LLOYD’S PERFECT MOMENT HAS AN IMPERFECT ENDING

by | Sep 6, 1986 | Detroit Free Press | 0 comments

NEW YORK — It was a terribly perfect moment. Here was Billie Jean King, her hair neatly coiffed, and Virginia Wade, with a long pearl necklace, and Margaret Court and Tracy Austin and Althea Gibson and Hana Mandlikova and even Maria Bueno and Alice Marble — 14 in all, huddled in the stadium’s concrete tunnel, a gang of ex-champions in pumps and pantsuits.

Only one woman was missing.

“Is she coming?” an official asked.

“Yeah, she’s just cooling down for a minute,” came the answer.

The women talked softly amongst themselves, just inside the entrance to the center court of Louis Armstrong Stadium. This was the 100th anniversary of women’s singles at the U.S. Open, and these past champions had been asked to come and take a bow in front of the crowd.

Only one woman was missing.

“We have to get started,” the official said.

“Go ahead,” came the answer. “She’ll be here.”

The announcer began his introductions, and one at a time, the former champions filed out toward center court, waving to the cheering crowd. It got very noisy in the tunnel. And very crowded. And then, when almost nobody was looking, Chris Evert Lloyd walked up, still in her pink tennis dress and the sweaty socks, and quietly took her place at the end of the line.

Mandlikova turned and saw her and put a hand on her shoulder. Lloyd shrugged. Ten minutes earlier she had been defeated by Helena Sukova in the Open’s semifinals on this same stadium court.

There would be no Saturday for Lloyd, no finals, not this summer. For the first time in 14 years she would not see the glory round of either the U.S. Open or Wimbledon. She is 31 years old. She had to be thinking. This is how quickly it can turn. One minute you’re out there sweating, the next you’re in line with the Once-Great.

How terribly perfect. Generation gap closing

“Are you OK?” asked Billie Jean King, laughing as she said it, because she knew, of course, that Chris was both OK and awful. That’s how it is when a champion loses.

“Yeah, I’m all right,” answered Lloyd, forcing a thin-lipped smile, and King scampered back to the front of the line to wait for her name to be called.

The match had been rough. Lloyd had been soundly defeated in two sets, 6-2, 6-4. It took most observers by surprise, not only because Lloyd has won the title here six times, but because she had beaten Sukova 14 straight times.

And yet Friday, Sukova looked mighty, and Lloyd looked old. The young Czech, who stands 6-feet-2, was overpowering with her serve, played smart at the net and ran Chris ragged.

“Are the younger players playing you tougher now?” someone would ask Lloyd later.

“The gap is closing,” she would say. ‘It’s getting closer and closer. Players like Hana and Helena and Steffi Graf are not intimidated with me or Martina (Navratilova) anymore. That’s obvious.”
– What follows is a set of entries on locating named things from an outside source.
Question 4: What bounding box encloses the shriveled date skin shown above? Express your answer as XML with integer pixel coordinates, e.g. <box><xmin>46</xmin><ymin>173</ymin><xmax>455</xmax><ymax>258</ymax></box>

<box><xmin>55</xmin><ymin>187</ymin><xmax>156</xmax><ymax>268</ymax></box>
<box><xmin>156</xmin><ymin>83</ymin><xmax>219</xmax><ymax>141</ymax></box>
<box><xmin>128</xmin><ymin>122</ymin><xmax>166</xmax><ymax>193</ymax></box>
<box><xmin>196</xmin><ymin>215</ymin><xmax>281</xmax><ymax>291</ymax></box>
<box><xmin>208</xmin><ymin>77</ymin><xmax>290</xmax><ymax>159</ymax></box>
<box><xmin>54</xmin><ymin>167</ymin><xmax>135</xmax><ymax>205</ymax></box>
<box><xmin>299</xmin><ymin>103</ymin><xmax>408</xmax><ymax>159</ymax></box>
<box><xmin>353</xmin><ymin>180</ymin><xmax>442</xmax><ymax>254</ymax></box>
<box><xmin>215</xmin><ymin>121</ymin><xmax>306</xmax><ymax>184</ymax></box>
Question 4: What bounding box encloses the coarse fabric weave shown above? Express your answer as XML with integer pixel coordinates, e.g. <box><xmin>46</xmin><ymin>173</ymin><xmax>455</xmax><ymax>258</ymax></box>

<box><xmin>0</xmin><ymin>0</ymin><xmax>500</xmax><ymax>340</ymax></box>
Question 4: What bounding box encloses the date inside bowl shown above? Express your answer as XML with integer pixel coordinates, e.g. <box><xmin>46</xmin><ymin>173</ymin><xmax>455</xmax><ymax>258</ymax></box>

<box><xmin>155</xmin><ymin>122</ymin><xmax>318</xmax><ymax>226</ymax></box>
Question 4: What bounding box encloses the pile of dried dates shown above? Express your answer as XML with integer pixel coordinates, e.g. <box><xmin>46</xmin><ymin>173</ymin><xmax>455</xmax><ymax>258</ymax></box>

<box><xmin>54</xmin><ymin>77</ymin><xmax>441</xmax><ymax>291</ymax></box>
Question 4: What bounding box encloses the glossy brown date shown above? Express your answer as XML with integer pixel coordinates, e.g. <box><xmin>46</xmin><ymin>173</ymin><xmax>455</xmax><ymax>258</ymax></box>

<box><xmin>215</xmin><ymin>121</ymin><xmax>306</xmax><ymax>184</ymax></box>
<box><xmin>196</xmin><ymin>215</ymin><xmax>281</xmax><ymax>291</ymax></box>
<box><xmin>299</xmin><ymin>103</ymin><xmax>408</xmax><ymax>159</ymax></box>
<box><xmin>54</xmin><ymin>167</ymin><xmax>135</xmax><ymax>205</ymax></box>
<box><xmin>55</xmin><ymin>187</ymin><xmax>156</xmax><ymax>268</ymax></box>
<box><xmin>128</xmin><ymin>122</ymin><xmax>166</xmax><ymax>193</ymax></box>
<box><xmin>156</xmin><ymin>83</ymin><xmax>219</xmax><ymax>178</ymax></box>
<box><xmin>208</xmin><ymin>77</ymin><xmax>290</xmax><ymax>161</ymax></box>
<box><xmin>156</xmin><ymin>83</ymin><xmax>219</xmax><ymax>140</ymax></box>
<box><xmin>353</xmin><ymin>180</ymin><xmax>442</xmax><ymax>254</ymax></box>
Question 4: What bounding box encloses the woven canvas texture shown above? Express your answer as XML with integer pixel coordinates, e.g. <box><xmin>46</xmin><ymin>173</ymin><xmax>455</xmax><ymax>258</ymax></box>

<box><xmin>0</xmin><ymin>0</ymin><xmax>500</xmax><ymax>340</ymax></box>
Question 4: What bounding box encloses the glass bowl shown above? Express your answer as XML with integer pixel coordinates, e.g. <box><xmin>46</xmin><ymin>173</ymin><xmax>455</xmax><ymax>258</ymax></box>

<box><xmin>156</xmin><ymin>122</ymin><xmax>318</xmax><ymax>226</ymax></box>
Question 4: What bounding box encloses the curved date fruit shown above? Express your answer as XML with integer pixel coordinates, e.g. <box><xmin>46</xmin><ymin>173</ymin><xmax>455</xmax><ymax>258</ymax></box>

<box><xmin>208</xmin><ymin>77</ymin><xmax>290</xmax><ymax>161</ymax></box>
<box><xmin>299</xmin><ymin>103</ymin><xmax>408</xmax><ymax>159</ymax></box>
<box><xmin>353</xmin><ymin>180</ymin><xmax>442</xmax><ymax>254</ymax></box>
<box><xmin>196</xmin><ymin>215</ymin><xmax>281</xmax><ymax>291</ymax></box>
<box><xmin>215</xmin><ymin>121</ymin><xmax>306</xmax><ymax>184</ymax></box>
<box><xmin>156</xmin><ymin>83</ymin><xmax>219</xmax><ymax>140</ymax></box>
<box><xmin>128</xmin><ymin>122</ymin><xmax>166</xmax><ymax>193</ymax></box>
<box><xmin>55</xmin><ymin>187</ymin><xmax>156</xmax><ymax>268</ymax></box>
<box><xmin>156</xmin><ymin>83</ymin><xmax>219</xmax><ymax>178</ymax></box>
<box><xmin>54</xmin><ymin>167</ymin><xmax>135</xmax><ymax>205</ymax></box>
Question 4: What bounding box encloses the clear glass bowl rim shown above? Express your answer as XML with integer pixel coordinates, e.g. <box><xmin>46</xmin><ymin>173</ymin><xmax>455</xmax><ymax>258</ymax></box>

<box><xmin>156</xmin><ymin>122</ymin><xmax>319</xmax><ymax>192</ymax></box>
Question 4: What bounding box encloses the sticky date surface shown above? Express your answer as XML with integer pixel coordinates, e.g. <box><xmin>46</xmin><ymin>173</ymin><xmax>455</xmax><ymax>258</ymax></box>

Back in line, Lloyd patted her hair and moved up slowly, her mind still on the match. There was a point when it appeared savvy and experience would once again win it for Lloyd. She had lost the first set, but she knew Sukova had a nervous streak, and leading 4-3 in the second set, Sukova double-faulted into the net. That tied it at deuce. Nerves. Lloyd could feel the nerves. If Lloyd could hit the next two points, she would go up 5-3, break Sukova’s serve and be well-poised to win the second set.

Instead, she hit a feeble forehand long and lost that game, the next and the next. That was it. She had been eliminated. No Saturday. Not this summer.

“Forget it,” Mandlikova whispered to her, as they moved up together in the line.

“Right,” Lloyd whispered back. A fixture is removed

Chris Evert Lloyd is a fixture in this U.S. Open, a semifinalist for the last 16 years. This is the only Grand Slam tournament on her home soil, and she wanted it terribly this year, because of her age, because of her injured left knee — which is casting shadows on her future — and because she just wants to win. She always wants to win.

“Is this loss more significant than most others?” someone would ask her.

“Well at 31, when I lose, everyone maybe thinks it’s time for Chris to retire,” she would say. “But I have a much better perspective on losing now. .
. . I’m actually pretty upset, to tell you the truth.”

“Why?” someone would ask.

“Why?” she would say. “Because I’m a competitor. Any competitor hates to lose. I mean, how else do you come back and win?”

Back in the stadium, the announcer called out her credentials, her Grand Slam wins, all her Open titles. She moved out toward the entrance. She was the last player called, and when the people saw her they began to cheer.

“Chris Evert Lloyd . . . ”

She squeezed her eyes once, then walked out, her head high, and took her place alongside Court and King and Gibson, to the left of all that history, and to the right of where her last shot had gone out against Sukova 15 minutes earlier. A loser, but still a champion. Terribly perfect. The whole thing.